During the playtest session for our ACM puzzlehunt, I needed a tool to find an undisclosed list of words from the English dictionary in a word search. All of the existing tools required a list of search terms as input, and dumping exhaustive lists of words from the English dictionary usually crashed these applications. Frustrated by the absence of such a basic tool, I decided to build one and investigate the effect of application layer design decisions on network throughput.

Overview

The application consisted of two main tasks:

Implementation

As modern frontend web frameworks like AngularJS and BackboneJS take on more and more of the responsibilities traditionally reserved for the server, being able to anticipate the computational limitations of the client grows more and more important.

With respect to the word search tool, I wasn’t sure how to handle the corpus of English words.

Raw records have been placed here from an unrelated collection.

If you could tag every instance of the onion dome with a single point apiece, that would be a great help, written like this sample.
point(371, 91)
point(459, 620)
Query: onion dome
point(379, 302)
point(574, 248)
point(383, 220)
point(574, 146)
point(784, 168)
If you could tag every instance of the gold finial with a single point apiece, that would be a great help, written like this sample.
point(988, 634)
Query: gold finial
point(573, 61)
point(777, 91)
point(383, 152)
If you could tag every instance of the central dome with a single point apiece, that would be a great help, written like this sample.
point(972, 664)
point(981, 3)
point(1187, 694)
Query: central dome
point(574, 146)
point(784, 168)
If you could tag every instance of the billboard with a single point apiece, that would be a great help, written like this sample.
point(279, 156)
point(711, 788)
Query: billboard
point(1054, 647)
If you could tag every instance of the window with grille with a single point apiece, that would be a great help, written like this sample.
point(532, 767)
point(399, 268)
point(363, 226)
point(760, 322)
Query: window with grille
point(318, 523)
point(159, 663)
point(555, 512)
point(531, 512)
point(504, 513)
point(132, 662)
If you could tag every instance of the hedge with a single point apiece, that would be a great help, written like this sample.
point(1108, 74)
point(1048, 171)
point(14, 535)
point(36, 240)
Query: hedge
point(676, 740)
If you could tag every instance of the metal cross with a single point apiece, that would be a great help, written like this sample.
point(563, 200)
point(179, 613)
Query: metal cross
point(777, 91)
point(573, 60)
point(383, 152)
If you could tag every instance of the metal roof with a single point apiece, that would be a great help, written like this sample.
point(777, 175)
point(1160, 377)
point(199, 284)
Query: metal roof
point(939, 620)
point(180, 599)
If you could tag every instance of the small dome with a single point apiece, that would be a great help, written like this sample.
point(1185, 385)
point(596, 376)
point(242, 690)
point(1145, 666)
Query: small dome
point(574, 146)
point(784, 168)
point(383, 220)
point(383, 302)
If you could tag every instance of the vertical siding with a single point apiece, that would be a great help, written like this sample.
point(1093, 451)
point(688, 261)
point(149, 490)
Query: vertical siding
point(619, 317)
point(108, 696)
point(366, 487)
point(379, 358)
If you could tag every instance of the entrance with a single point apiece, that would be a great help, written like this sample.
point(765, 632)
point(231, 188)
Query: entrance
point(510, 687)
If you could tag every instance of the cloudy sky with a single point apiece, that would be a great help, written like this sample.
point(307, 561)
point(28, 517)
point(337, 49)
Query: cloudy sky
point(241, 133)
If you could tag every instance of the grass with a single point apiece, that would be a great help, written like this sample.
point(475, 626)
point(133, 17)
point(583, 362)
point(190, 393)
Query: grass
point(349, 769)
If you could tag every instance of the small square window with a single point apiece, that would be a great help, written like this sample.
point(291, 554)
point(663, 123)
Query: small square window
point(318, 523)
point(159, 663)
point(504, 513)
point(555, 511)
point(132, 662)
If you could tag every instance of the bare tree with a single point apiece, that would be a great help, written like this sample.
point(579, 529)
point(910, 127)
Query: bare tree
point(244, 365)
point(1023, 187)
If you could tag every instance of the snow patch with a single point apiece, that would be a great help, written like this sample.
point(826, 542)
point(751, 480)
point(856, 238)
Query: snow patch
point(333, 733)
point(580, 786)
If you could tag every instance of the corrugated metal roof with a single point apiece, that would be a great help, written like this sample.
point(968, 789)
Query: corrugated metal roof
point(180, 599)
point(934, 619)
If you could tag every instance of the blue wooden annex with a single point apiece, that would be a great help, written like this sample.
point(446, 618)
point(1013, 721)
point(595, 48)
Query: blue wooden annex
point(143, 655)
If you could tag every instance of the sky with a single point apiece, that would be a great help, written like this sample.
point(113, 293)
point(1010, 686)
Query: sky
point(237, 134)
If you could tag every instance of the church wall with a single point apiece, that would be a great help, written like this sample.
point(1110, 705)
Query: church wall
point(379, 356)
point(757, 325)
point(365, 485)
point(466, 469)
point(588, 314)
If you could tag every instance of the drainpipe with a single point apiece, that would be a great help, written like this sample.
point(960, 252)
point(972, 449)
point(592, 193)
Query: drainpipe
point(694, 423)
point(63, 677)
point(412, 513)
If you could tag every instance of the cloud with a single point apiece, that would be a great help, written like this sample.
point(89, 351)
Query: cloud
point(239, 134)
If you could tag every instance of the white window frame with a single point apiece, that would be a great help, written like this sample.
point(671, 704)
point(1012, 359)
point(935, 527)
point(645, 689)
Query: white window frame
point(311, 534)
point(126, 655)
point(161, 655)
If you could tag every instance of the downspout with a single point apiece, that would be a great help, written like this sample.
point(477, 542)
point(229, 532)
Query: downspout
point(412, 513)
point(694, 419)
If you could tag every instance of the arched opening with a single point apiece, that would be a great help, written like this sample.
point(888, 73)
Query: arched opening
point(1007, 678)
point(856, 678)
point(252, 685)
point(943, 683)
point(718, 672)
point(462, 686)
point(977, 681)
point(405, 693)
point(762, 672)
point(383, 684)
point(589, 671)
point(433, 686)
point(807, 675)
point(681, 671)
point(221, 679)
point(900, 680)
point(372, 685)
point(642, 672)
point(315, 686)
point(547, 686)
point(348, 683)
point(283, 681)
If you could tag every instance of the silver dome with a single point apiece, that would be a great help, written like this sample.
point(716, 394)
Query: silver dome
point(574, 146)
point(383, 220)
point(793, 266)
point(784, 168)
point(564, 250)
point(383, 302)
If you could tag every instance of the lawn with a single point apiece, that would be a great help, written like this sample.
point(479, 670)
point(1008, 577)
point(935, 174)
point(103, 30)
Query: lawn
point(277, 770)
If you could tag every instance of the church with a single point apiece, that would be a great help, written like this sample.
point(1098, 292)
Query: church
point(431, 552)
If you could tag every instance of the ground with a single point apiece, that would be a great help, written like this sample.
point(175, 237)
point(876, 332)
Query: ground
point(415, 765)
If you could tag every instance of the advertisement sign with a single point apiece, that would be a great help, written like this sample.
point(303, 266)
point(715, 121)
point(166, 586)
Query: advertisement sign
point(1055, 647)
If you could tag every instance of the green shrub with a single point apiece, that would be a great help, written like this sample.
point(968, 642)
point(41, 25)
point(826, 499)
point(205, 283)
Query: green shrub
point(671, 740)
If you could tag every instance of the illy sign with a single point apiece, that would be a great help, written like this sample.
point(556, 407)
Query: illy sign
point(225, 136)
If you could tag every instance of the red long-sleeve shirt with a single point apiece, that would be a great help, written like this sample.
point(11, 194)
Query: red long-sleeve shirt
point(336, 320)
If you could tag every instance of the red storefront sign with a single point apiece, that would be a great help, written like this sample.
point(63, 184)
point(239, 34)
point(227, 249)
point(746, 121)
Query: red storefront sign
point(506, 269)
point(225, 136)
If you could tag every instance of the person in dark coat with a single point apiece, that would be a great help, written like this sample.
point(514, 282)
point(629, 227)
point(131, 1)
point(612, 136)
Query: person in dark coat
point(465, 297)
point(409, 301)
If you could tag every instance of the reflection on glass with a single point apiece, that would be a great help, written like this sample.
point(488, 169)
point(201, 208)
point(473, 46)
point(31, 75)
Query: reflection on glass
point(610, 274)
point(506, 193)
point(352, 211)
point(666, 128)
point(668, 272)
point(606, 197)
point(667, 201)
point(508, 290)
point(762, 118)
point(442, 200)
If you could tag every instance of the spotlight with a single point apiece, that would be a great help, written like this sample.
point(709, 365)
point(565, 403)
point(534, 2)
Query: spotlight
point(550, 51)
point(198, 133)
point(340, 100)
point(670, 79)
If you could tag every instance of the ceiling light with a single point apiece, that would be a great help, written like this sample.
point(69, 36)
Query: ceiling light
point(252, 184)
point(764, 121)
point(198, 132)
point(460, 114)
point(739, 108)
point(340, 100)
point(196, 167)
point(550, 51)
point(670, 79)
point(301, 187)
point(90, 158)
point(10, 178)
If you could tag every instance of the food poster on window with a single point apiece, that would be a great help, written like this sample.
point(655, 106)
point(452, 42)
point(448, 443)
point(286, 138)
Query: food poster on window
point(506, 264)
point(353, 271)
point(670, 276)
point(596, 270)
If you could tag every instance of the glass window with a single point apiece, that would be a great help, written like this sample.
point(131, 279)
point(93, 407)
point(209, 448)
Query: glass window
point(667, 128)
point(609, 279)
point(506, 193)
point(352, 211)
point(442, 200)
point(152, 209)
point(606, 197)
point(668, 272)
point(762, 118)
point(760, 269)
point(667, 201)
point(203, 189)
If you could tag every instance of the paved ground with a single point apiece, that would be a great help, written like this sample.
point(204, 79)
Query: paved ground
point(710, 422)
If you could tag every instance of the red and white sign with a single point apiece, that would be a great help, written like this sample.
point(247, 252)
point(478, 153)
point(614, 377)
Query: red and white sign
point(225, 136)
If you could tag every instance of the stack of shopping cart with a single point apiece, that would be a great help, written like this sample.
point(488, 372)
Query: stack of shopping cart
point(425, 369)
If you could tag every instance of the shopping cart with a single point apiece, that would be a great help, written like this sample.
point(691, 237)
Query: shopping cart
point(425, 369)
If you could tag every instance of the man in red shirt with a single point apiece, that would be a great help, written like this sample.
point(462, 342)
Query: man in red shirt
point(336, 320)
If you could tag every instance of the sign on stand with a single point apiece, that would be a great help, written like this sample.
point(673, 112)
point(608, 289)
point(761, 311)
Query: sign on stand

Should I serve the 1MB corpus of English words upfront and defer the overhead of constructing the trie to the client? Or should I construct the trie on the server and expose an API endpoint to answer membership and prefix membership queries from the client?

Results

In Approach 1, I served the 1MB corpus of English words upfront and constructed the trie on the client.

In Approach 2, I constructed the trie on the server and exposed an API endpoint.

For each approach, I measured the time required to solve the word search from the puzzlehunt either with the backend served from localhost or with the backend served from a remote Digital Ocean instance.

  local remote
1 0.31 ± 0.03 0.32 ± 0.02
2 9.44 ± 0.27 26.06 ± 1.54

Conclusion

These results make sense.

Users with a reliable Internet connection should not have any issues retrieving the 1MB corpus of English words. With corpus in hand, the client should be able to construct the trie without much trouble. This trie requires memory on the order of size of the corpus, much less than the 100MB at which thrashing becomes a concern on machines with less than 512 MB of RAM.

This approach does not scale with the size of corpus, but the corpus would need to exceed 10MB for the download time to be significant.